Lalu, bagaimana cara memutus siklus ini? Bukan berarti kamu tidak boleh menikmati hasil kerja kerasmu, namun kuncinya adalah kendali.

  • Aturan Golden 50/30/20: Saat gaji naik, jangan langsung mengubah gaya hidup. Tetap alokasikan 50% untuk kebutuhan pokok, 30% untuk keinginan, dan yang paling penting, masukkan 20% (atau lebih) ke tabungan atau investasi sebelum kamu mulai belanja.
  • Otomatisasi Tabungan: Cara paling ampuh adalah dengan tidak melihat uangnya sama sekali. Atur sistem autodebet dari rekening gaji ke rekening investasi atau reksa dana tepat di hari gajian. Jika uangnya tidak “terlihat” di saldo utama, kamu tidak akan merasa gatal untuk menghabiskannya.
  • Berikan Jeda Sebelum Membeli: Jika ingin membeli barang mahal karena merasa “sudah mampu”, berikan jeda 2×24 jam. Biasanya, setelah euforia sesaat itu hilang, kamu akan sadar bahwa barang tersebut sebenarnya tidak terlalu dibutuhkan.

Kesimpulan

Merasa kurang saat gaji naik adalah sinyal bahwa manajemen keuangan kita masih bersifat reaktif, bukan proaktif. Uang adalah alat yang baik, tetapi tuan yang buruk. Jika kita tidak memiliki rencana untuk setiap rupiah yang kita hasilkan, maka gaya hidup dan ego kita yang akan membuat rencana tersebut untuk kita.

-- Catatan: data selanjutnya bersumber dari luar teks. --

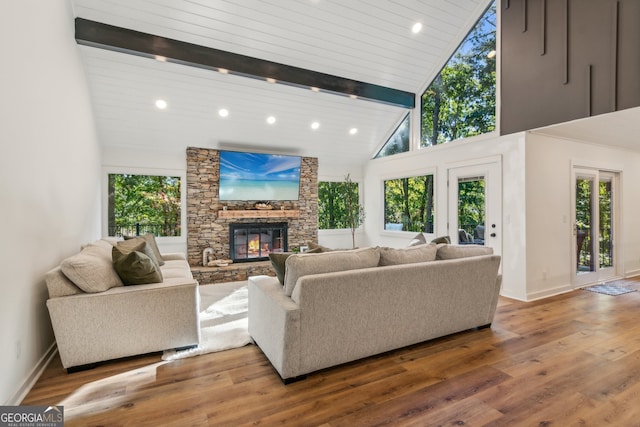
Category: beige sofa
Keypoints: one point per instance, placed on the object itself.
(343, 306)
(97, 318)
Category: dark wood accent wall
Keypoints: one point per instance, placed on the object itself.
(567, 59)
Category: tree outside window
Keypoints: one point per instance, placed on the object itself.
(408, 204)
(140, 204)
(461, 100)
(332, 206)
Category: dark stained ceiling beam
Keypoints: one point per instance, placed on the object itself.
(104, 36)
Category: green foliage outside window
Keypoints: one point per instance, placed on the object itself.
(408, 204)
(399, 141)
(460, 102)
(332, 208)
(140, 204)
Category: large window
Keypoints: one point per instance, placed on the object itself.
(139, 204)
(461, 100)
(408, 204)
(332, 209)
(399, 142)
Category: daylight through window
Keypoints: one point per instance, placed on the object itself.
(399, 142)
(332, 209)
(140, 204)
(408, 204)
(461, 100)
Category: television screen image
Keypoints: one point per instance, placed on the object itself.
(257, 176)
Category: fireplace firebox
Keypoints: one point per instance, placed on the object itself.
(255, 241)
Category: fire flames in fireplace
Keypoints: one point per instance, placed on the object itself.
(254, 242)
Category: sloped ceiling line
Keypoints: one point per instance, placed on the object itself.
(104, 36)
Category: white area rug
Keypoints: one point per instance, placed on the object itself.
(223, 320)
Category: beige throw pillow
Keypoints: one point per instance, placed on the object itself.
(299, 265)
(410, 255)
(91, 270)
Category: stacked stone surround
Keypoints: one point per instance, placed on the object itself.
(205, 229)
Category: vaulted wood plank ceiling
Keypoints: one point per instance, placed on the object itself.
(366, 41)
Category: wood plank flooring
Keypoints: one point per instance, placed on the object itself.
(568, 360)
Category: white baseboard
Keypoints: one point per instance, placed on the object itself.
(549, 293)
(33, 376)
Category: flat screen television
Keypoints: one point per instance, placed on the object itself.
(257, 176)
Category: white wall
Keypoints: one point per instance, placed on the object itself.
(49, 176)
(437, 160)
(549, 223)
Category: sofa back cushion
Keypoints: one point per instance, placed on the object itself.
(299, 265)
(92, 269)
(461, 251)
(419, 253)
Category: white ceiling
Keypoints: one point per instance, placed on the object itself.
(364, 40)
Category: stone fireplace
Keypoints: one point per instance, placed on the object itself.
(255, 241)
(209, 219)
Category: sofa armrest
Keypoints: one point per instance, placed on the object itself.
(274, 324)
(171, 256)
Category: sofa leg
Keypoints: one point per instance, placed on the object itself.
(292, 380)
(80, 368)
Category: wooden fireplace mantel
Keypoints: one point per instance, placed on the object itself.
(257, 213)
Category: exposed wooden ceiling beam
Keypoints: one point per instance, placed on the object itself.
(104, 36)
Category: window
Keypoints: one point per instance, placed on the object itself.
(139, 204)
(332, 209)
(398, 142)
(408, 204)
(461, 100)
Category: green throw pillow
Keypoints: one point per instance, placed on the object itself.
(151, 243)
(442, 239)
(134, 266)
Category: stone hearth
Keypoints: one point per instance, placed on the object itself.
(208, 227)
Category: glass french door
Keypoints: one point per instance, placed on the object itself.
(475, 208)
(594, 227)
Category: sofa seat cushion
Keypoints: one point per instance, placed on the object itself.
(299, 265)
(92, 269)
(176, 269)
(462, 251)
(412, 254)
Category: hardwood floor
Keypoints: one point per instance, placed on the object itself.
(568, 360)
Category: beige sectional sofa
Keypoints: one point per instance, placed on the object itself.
(337, 307)
(97, 318)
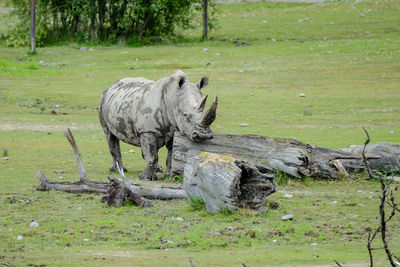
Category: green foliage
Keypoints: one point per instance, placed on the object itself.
(144, 21)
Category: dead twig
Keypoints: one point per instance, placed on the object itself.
(385, 193)
(191, 263)
(71, 140)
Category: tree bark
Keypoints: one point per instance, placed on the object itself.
(289, 156)
(225, 183)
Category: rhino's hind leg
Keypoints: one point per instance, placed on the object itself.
(148, 142)
(115, 150)
(169, 159)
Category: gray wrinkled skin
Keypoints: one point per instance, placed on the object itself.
(145, 113)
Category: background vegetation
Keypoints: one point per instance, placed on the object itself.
(105, 21)
(344, 56)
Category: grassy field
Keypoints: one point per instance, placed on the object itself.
(344, 56)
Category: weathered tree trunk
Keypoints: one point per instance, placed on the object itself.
(223, 182)
(287, 155)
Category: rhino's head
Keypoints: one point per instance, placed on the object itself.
(188, 107)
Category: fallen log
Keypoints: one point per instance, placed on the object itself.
(289, 156)
(119, 190)
(225, 183)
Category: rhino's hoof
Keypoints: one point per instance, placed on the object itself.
(159, 169)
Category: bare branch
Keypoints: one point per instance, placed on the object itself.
(337, 263)
(71, 140)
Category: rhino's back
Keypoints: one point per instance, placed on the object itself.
(122, 106)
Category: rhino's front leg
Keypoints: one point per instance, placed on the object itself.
(169, 158)
(148, 142)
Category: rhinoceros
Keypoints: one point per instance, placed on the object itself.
(146, 113)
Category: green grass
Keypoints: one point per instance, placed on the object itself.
(351, 79)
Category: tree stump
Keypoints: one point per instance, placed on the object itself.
(225, 183)
(289, 156)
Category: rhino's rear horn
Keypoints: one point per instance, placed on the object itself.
(202, 104)
(210, 114)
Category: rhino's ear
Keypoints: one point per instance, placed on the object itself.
(202, 83)
(181, 81)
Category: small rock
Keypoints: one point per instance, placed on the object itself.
(288, 217)
(274, 205)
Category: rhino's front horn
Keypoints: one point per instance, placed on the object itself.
(210, 114)
(202, 104)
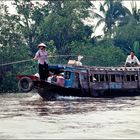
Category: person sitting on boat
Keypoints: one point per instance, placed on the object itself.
(132, 60)
(60, 79)
(42, 57)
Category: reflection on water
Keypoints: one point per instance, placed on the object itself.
(28, 116)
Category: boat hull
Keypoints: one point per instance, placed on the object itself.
(50, 91)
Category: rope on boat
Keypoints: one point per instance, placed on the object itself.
(16, 62)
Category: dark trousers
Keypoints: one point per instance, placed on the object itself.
(43, 71)
(133, 64)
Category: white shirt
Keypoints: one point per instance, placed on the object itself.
(130, 60)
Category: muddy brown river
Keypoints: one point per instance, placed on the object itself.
(27, 116)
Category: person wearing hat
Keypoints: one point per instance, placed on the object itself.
(132, 60)
(42, 57)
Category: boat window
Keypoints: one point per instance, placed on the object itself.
(136, 77)
(96, 77)
(91, 78)
(67, 76)
(122, 77)
(117, 77)
(112, 78)
(83, 77)
(76, 76)
(132, 77)
(102, 77)
(106, 76)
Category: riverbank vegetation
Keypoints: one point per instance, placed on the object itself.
(63, 26)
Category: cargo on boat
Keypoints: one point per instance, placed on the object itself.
(84, 81)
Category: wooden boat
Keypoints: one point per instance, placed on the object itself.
(85, 81)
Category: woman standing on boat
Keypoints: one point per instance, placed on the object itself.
(132, 60)
(42, 57)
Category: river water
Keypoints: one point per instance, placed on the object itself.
(27, 116)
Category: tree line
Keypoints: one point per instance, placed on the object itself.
(60, 25)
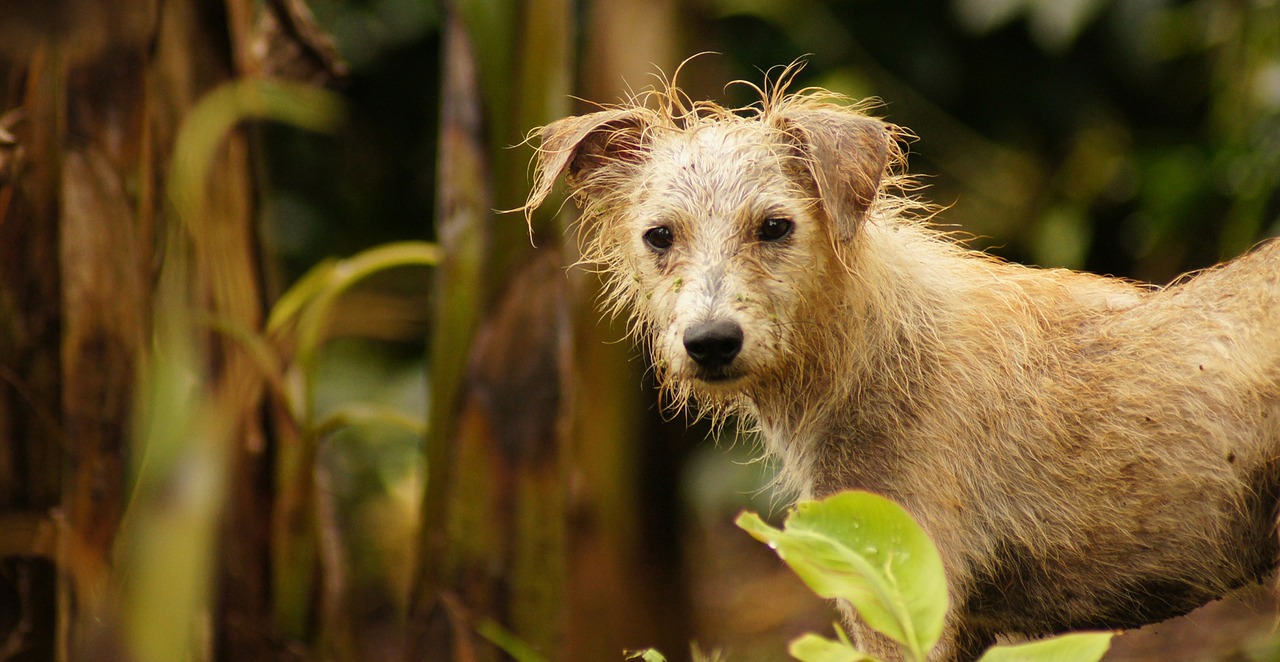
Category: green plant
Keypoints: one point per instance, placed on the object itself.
(868, 551)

Kenaikan gaji adalah kesempatan emas untuk mempercepat kebebasan finansial, bukan sekadar alasan untuk menambah daftar cicilan. Jadi, saat slip gaji berikutnya datang dengan angka yang lebih besar, tanyakan pada diri sendiri: “Apakah saya ingin terlihat kaya hari ini, atau benar-benar menjadi kaya di masa depan?”